Schnell war die Analyse da: Hinter der Tat steckt der IS. Doch was sind die genauen Motive des Angreifers? Danach muss gefragt werden.

Polizisten auf der Suche nach Spuren des Täters am Morgen danach Foto: ap

Selbstauskünften von Gewalttätern wird selten blind geglaubt. Wer in einem Einkaufszentrum um sich schießt und in einem Abschiedsbrief erklärt, er habe die Welt retten wollen, löst kein Vertrauen in seine Zurechnungsfähigkeit aus. Anders ist das nur, wenn jemand sich um den Eindruck bemüht, zu einem islamistischen Terrornetzwerk zu gehören. Das wird von vielen sofort für bare Münze genommen.

Es ist erfreulich, dass der bayerische Innenminister Joachim Herrmann nach dem Amoklauf eines afghanischen Jugendlichen bei Würzburg vor voreiligen Schlüssen warnte. Andere taten das nicht, sondern meldeten sich nur Stunden nach der Tat mit fertigen Analysen: Der islamistische Terror sei endgültig in Deutschland angekommen, von radikalisierten Einzelnen gehe eine neue, große Gefahr aus.

Vieles spricht dafür, dass dies auf den Attentäter aus dem Regionalzug zutrifft. Ein im Internet aufgetauchtes Bekennervideo deutet auf eine Verbindung des Jugendlichen zum Terrornetzwerk „Islamischer Staat“ hin. Alles klar also? Nein. So einfach ist es nicht.

Ein Problem besteht darin, dass ein Amokläufer derzeit kaum etwas Besseres tun kann, als sich selbst als Islamisten zu bezeichnen, will er größtmögliche Aufmerksamkeit auf sich ziehen. Für jemanden, der sich im Leben hilflos gefühlt hat, muss es verlockend sein, wenigstens im Tod mächtig und bedeutend zu erscheinen. Hier treffen sich die Interessen von Einzeltätern mit denen des organisierten Terrorismus. Denn auch für den IS ist es erfreulich, wenn der Eindruck entsteht, seine Kommandostrukturen reichten bis in den letzten Winkel der Erde. Das muss aber nicht stimmen.

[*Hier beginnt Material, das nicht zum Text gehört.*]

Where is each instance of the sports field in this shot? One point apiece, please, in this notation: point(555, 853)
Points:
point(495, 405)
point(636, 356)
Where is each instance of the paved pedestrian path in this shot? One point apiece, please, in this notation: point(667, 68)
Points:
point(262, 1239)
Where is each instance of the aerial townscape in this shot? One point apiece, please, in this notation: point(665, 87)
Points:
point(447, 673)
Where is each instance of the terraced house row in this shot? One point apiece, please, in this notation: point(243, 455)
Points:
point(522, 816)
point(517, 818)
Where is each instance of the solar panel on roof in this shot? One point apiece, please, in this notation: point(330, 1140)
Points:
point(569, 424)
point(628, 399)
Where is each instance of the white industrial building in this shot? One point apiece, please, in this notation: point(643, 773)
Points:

Orlando, Nizza, Würzburg: Keinem der Einzeltäter hat seine jeweilige Umgebung einen religiös motivierten Anschlag zugetraut. Das kann ein Hinweis auf Naivität sein – mag aber auch darauf hindeuten, dass die Selbstzeugnisse vor allem so viel Schrecken verbreiten sollten wie irgend möglich.

Die Frage nach den genauen Motiven der Attentäter hat nichts damit zu tun, ihre Taten zu rechtfertigen. Sondern mit dem Schutz einer Gesellschaft, die vor Waffen wie Lastwagen und Äxten nicht geschützt werden kann. Nur wer die Gedankengänge von Gewalttätern zu ver­stehen lernt, kann sie wirksam be­kämpfen.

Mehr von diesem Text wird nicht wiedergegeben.